Friday, December 15, 2017

Dysautonomia Life Dec. 2017

I just saw my neurologist today. It has been confirmed my scary high blood pressure was from the massive pain I was in. The pain was in fact a Dysatuonomia flare. This disease is so hideous and mean! Good news is my blood pressure is slightly low and I can start the process of weening off the medication to lower the blood pressure. I also get to go back on fludrocortizone a big treatment for my POTS. This week has been mentally rough for me. Last week they took me off a migraine preventative medication. I had literally every single side effect. It was literally giving me symptoms of Parkinson's disease and that was not fun.  It was holding me down. Neuro also didn't have a "No" response to seizure episodes. They could be seizures... But we simply don't know right now. So this week has been slow and steady attempts to rebuild my health again. My tummy is not being so well. I have vomited several times this week, including some lunch today hiding in the car at the neurologist's office parking lot. Hoping nobody noticed. I haven't done that in well over a years time. Which makes me nervous obviously. The migraine medication was an appetite stimulant. I was afraid once I came off of it after being in a big dysautonomia flare my neurological gastroparesis would be worse. But we seem to be looking up. So hoping tummy gets better too with some time. My IVIG Gamaplexin is on nation Backorder. So all across the country are having to switch. If insurance complies I will have my scheduled IVIG infusions before Christmas (praying they do not make me sick. The last time I had infusions, they made me better and broke my cycle of misery... BUT changing brands can cause some issues.) I have been so frusterated with my body. Last night I prayed and then I opened Facebook to find this, 
 Not one but two donors are matching 150k this year in research. My heart needed that after this scary, frusterating, out of nowhere, flare up. That's the name of autonomic dysfunction. It is a constant battle and then some days it is down right terrifying! Praying I can keep pain levels lowered and mast cell issues can improve (all autonomic dysfunction). There have been some ups lately... Despite a big hospitalization, being in so much pain my body actually snapped and had to be sedated Multipule times... Many ER and a virus a.k.a a Dysautobomia disaster, Multipule doctor visits... An oh so much more. I managed to get an A in my class! Little victories to me are huge and I am proud! I could have easily quit so many times but Ipushed  forwards instead in faith in God's plan. 
.... One day at a time -Chelle

Monday, November 27, 2017

Did IVIG help?

Question: Did the IVIG infusions break my migraine cycle of over three weeks?

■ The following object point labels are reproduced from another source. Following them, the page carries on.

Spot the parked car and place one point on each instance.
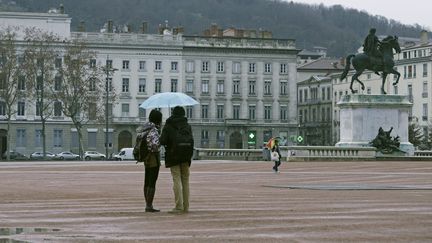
(67, 156)
(39, 155)
(14, 155)
(124, 154)
(93, 155)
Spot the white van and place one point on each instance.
(124, 154)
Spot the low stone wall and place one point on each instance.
(310, 153)
(307, 153)
(228, 154)
(423, 153)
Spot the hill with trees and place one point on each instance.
(339, 29)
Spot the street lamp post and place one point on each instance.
(108, 69)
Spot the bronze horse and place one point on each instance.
(362, 62)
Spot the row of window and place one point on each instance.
(410, 71)
(221, 112)
(416, 53)
(315, 115)
(125, 109)
(205, 86)
(303, 94)
(22, 139)
(206, 67)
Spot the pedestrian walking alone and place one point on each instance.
(275, 149)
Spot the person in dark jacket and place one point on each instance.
(178, 158)
(151, 158)
(276, 149)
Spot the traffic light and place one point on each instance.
(251, 137)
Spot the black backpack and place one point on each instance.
(183, 142)
(140, 150)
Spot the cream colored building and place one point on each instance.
(414, 64)
(244, 86)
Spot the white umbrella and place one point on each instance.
(168, 99)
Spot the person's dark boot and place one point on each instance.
(149, 195)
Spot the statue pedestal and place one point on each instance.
(361, 116)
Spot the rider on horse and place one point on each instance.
(370, 48)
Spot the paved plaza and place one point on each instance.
(231, 201)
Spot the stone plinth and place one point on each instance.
(362, 115)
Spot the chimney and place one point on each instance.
(144, 27)
(61, 9)
(160, 29)
(81, 26)
(342, 62)
(110, 26)
(180, 29)
(424, 38)
(213, 29)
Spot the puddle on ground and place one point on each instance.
(17, 231)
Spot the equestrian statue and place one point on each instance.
(377, 57)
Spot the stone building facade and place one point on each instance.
(244, 86)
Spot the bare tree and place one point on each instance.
(41, 52)
(11, 83)
(82, 84)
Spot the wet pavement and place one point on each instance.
(231, 201)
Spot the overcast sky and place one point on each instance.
(407, 12)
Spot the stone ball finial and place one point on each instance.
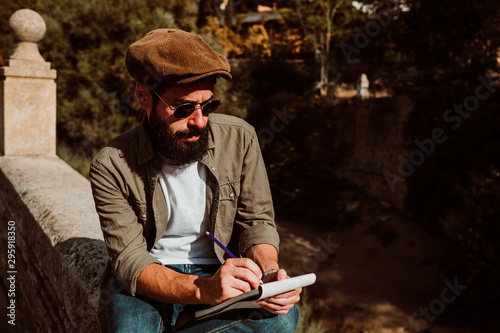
(27, 25)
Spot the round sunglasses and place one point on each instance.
(185, 110)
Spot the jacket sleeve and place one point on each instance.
(255, 212)
(123, 234)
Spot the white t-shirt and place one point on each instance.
(185, 240)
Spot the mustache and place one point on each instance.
(190, 132)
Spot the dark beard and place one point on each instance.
(169, 144)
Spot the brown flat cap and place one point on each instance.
(174, 55)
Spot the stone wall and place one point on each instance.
(60, 253)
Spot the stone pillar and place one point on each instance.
(27, 92)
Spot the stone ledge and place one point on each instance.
(60, 252)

Answer: YES! 🙌. I did get a headache for a little while but i have been the most headache free I've been in weeks. It was the only thing that stopped any of it. I have had a headache free day! Eek! Now I am not totally feeling fine. I am still really weak and my POTS is revved up. Standing puts my heart rate through the roof so I'm like running a marathon no matter what I do.  But I am clearly doing much better. Now if we can just keep things going this way... Hopefully I will get back on my feet again and recover. I have to rebuild strength for sure. It takes me overnight it seems to loose months of hard work. Now my poor GI motility really needs to improve. Neurological Gastroparesis likes to change course with neurological condition that causes it. (Dysautonomia)...  (Plus in it's defense I ate crap food for two weeks on those massive steroids. Never in my life have I had huger like that! I was starving and thinking of my next meal in the middle of a meal 😆! The girl who doesn't eat. Ate. My poor tummy deserves to be upset at me. After all it is paralyzed and I ate foods I can't digest for two weeks straight. It is very flared. Oh crazy steroid side effects!) hoping my poor tummy goes down and quits hurting so severely. I am on mushy liquid diet.  Looks like a full liquid diet will be next. Just my update. I am so blessed and happy the IVIG clearly helped me. I don't know what this exactly means... But it means I have some form of a treatment that is not just masking symptoms... It is treating something that's wrong in my body. I have always felt like my immune system just runs rapid and starts attacking me. Since day one ten years ago basically I've said this. And here we are finding my cases could very well be caused my autoimmunity. Who would have thunk! The cool thing is IVIG builds the immune system up instead of pulling it down. Makin me stronger not weaker. Heal little body heal! Lots of love. Never loose hope & though you have faith may you believe in Heavenly Father's plan for you. May you realize the lessons in the journeys and find joy along the way. Even in the trenches there is peace and joy. Sometimes you have to look a lot harder than others. Have faith in God's plan -Chelle 

Saturday, November 25, 2017

IVIG- POTS Autoimmune

Wearing the good old "Bless this Mess" sweat shirt. It may be old but it is going to be worn until it can't be worn anymore lol. Sentimental and very fitting? Yes. 
Today is the last infusion of IVIG. I normally don't feel good and it is rough. But I've been so sick lately it's a good day. I think it definetly is helping. My head still hurts. But it doesn't seem to hurt for a little while in the mornings. (Which I will take.) and then it helps to have caffeine but that's being rough on my tummy. I am now not sleeping so hopefully they can help me with that. Rest is crucial. I got to do very light cardio yesterday for 15minutes after IVIG. I think that's an amazing sign. I couldn't even walk to the bathroom last week. My heart rate is high lately so POTS is very revved up right now. My joints aren't kicking up as severely now. I think the muscle spams were linked from the Decadron... Because I have to take Decadron with this IVIG for side effects and that has restarted. Mast cell rash is finally going away after weeks. So if anything the IVIG is helping my mast cell issues! Win! Though I am so far from being well right now. Life has very much 360d this past month and not only have I scared the crap out of my family. I have scared the crap out of myself this whole situation by far has been the biggest fright ever. (For all of us.) I have been very blessed through this and I just know without a doubt things will get better again and this too shall pass. I don't know that timeline. But I know God keeps his promises. I have 3 more months to see if this works for me. It doesn't kick in really for 6 months. But I do feel it made a difference yesterday. My body just feels better all over. Prayers and love to all -Chelle 

Wednesday, November 22, 2017

Thanksgiving Eve

Well I finally put some makeup on and did my hair... Who is this girl with the hair  did and the makeup done? (It's a thanksgiving eve miracle.)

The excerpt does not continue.